Эти апории разрешаются только путем различения двух концепций свободы воли: первая основана на непредсказуемости, вторая – на делиберации. Первую школу, источник всей этой путаницы, в «свободе воли» интересует прежде всего «свобода»: она подчеркивает способность человека абстрагироваться от цепочки причин и следствий.
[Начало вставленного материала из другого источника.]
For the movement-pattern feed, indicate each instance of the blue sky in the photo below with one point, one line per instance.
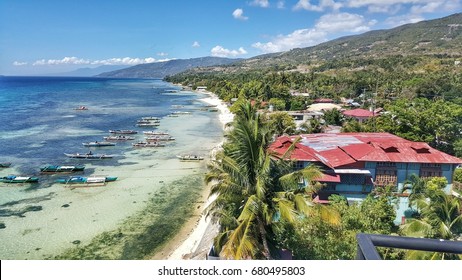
(52, 36)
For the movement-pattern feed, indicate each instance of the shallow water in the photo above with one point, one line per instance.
(46, 220)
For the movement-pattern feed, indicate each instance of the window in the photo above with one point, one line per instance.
(386, 174)
(428, 170)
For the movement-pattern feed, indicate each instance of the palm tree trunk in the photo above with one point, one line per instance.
(266, 250)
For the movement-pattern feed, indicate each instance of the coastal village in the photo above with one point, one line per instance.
(354, 165)
(349, 149)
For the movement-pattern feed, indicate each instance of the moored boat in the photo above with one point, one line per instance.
(190, 157)
(156, 138)
(123, 131)
(81, 108)
(148, 124)
(98, 144)
(150, 118)
(89, 156)
(62, 168)
(155, 132)
(87, 180)
(18, 179)
(118, 138)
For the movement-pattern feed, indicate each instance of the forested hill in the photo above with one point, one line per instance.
(163, 69)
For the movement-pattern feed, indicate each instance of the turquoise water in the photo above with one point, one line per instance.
(38, 124)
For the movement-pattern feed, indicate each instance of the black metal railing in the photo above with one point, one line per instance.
(367, 244)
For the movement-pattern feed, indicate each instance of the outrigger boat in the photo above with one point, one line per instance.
(18, 179)
(81, 108)
(148, 121)
(150, 118)
(148, 124)
(89, 156)
(61, 168)
(98, 144)
(118, 138)
(122, 131)
(93, 180)
(190, 157)
(157, 138)
(5, 164)
(148, 144)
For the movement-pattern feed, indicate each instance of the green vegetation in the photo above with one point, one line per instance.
(256, 193)
(420, 93)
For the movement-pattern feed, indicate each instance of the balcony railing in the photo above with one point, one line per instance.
(367, 244)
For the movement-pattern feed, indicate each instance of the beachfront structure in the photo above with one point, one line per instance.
(353, 164)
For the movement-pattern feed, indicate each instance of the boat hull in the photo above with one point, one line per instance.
(18, 179)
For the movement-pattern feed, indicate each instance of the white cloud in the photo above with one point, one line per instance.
(239, 14)
(343, 22)
(124, 61)
(79, 61)
(417, 6)
(297, 39)
(327, 25)
(260, 3)
(69, 60)
(219, 51)
(281, 4)
(403, 19)
(322, 5)
(19, 63)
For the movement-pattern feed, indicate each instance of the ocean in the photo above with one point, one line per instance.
(126, 219)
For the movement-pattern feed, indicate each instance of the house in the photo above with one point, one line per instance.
(359, 114)
(353, 164)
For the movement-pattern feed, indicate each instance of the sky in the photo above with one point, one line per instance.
(38, 37)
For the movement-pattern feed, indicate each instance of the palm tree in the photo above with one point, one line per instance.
(252, 191)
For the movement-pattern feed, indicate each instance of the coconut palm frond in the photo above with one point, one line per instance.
(416, 228)
(303, 205)
(241, 244)
(329, 214)
(287, 211)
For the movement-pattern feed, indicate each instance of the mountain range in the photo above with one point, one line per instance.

Этой школе приходится обращаться к внеприродному началу, свойственному нашему виду: к частной воле, гарантированной Богом, как у Декарта, помещающего ее в шишковидную железу[176]
, или к сознанию, перед которым проходит вся бесконечность возможного, как у Сартра, выводящего из этого абсолютную ответственность нашего выбора[177]. В этом случае есть волевое решение, необъяснимый акт делиберации, противоречащий любому научному объяснению: ссылаясь на шишковидную железу, Декарт обходит весь свод законов физики, который сам помог установить. Сартр же заранее осудил открытия нейронаук, исходящих из «фактичности», физического бытия, а не из загадочного «ничтожения», которое делает возможным сознание. Подобные теории неизбежно противопоставляют свободу воли детерминизму, а философский подход – стремлению к установлению универсальных законов. Они поддерживают своего рода вечное и бесплодное столкновение между природой и знанием, наукой и сознанием, облекая его в характерные для каждой эпохи термины.Итак, необходимо шире взглянуть на сам вопрос. Почему мы так дорожим свободой воли? Упоминая nudge
в конце своей замечательной книги об алгоритмах, Доминик Кардон резко высказывается по этому поводу: «По мере того как культурный капитал растет, чем сильнее люди в социуме встроены в множественные и взаимозависимые миры, тем больше они стремятся к идее самоопределения субъекта и тем больше их беспокоят ограничения, которые могут накладываться извне на их свободу воли»[178]. Одним словом, свобода воли – это буржуазное переживание, роскошь, доступная высшему классу, самовлюбленно озабоченному независимостью собственного духа. Быть может, стремление к свободному действию – это каприз избалованного ребенка?Это действительно так, если понимать свободу воли как самодовольный разрыв с естественным порядком. Но есть способ рассуждать об ответственности человека, а значит, и об его автономии, не используя подобную подмену понятий. В этом, собственно, и состоит амбиция второй школы, которая в словосочетании libre arbitre
делает акцент на arbitre, волителе, способном взвесить все «за» и «против», прежде чем сделать вывод. Во избежание недоразумений назовем его «свободным волителем». Тот факт, что мое суждение предсказуемо с физической или биохимической точки зрения, не мешает ему быть в бо́льшей или в меньшей степени взвешенным после внутреннего обсуждения, позволяющего различать разные уровни истины. Свободу человека ошибочно уподобляли простой случайности, чудесным образом разрывающей причинно-следственную связь. Если я могу продемонстрировать твердость суждения, его происхождение значения не имеет. Этот ответ давал уже Лейбниц, когда критиковал то, что он называл fatum mahometanum, «судьбой по-турецки», поскольку «как говорят, на основании подобного аргумента турки не уходят из мест, опустошаемых чумой» по причине чрезмерного фатализма[179]: если наше будущее в любом случае предопределено Богом, зачем сопротивляться? Лейбниц выступает за особенно жесткую версию детерминизма, в которой наши действия предопределены божественным замыслом, выбравшим лучший из всех возможных миров. Однако он категорически отвергает «судьбу по-турецки», удивляясь тому, сколько времени философы потратили на споры о свободе воли. Ведь «связь причин со следствиями, не будучи причиной суровой необходимости, скорее доставляет средство к ее уничтожению»: осознав, какие законы управляют природой (например, явление распространения болезни), я могу на этом основании принять решение для того, чтобы осуществить собственные цели (в данном случае – выживание). То, что само это решение – результат механического процесса, происходящего у меня в голове, ничуть не умаляет моих заслуг. В терминах Лейбница Бог в своих расчетах лучшего из возможных миров полагается на мою рациональность, на мою природную склонность выбирать наиболее благоприятное для меня решение: Он «предусмотрел», что я «добровольно» покину место, охваченное чумой. Позаимствовав концепцию из нейронауки, можно сказать, что эволюция проложила путь от одного синапса к другому за тем, чтобы я мог удовлетворительным образом выстроить свое суждение. Лейбниц, таким образом, оказывается мыслителем индивидуальности, понятой как «монада»: детерминированность не мешает уникальности – наоборот, череда суждений, которые я произвожу, образует историю моей личности.